Commercial operations of Jawa-1 are expected to be started in mid-2021, with the generated power to be delivered to Indonesia’s electricity distribution company Perusahaan Listrik Negara (PLN), under a 25-year power purchase agreement (PPA).

Image: Commercial operations of Jawa-1 are expected to be started in mid-2021. Photo: courtesy of Karsten W. Rohrbach/Freeimages.com.

Sergipe I Power Project

The $1.74bn Sergipe I power project, the winner of Latin America’s best Power Deal of the Year 2018 title, is funded through a mix of debt and equity. The debt was provided partly by International Finance Corporation ($200m), Inter-American Development Bank ($288m) and partly by Goldman Sachs ($800m) through sale of bonds.

Located in Barra dos Coqueiros, south-eastern Brazil, the project comprises a 1.5GW combined-cycle power plant along with an integrated floating storage and regasification unit (FRSU). Jointly owned by Eletricidade do Brasil (EBRASIL) and Golar Power through the joint venture Centrais Elétricas de Sergipe (CELSE), it is Brazil’s biggest gas-fired power plant by capacity.

GE is the engineering, procurement, and construction (EPC) contractor for the Sergipe I thermoelectric power plant. It provides three 7HA gas turbines, a steam turbine, and a heat recovery steam generator, besides being responsible for the transmission infrastructure development for the project.

The FRSU for the project to be anchored 6.5km offshore will have 170,000m³ of LNG storage capacity and 21 million cubic meters per day of regasification capacity.
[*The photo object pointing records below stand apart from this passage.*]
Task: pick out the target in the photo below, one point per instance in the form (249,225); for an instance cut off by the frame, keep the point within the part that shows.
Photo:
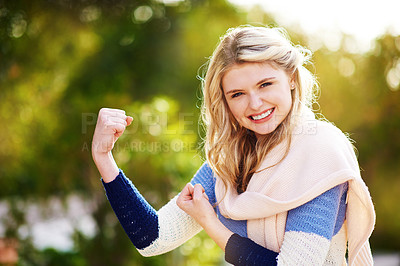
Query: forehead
(241,76)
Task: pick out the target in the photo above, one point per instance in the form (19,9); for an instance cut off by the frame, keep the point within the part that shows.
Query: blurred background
(62,60)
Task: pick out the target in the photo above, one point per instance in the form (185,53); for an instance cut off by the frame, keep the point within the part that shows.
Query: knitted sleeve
(154,232)
(310,231)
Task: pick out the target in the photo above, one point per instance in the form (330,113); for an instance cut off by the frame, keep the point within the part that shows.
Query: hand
(194,201)
(111,124)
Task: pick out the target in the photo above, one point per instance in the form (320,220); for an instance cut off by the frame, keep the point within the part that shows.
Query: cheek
(236,109)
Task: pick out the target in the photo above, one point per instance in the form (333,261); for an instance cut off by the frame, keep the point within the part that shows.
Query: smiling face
(258,95)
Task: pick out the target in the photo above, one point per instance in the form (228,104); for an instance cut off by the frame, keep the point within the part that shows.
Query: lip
(263,119)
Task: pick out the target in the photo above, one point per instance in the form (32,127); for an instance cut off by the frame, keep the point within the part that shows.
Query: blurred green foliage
(62,60)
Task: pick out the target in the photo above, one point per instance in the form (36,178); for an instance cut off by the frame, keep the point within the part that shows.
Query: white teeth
(261,116)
Constructed by Samsung Heavy Industries (SHI), the FSRU is chartered to the project by Golar Power.

A 33km/500kV transmission line will evacuate the power via the Jardim substation situated in Nossa Senhora do Socorro to the national grid. Sergipe I is expected to fulfil approximately 15% of north-east Brazil’s energy demands over its operational life of 25 years, upon commissioning in January 2020.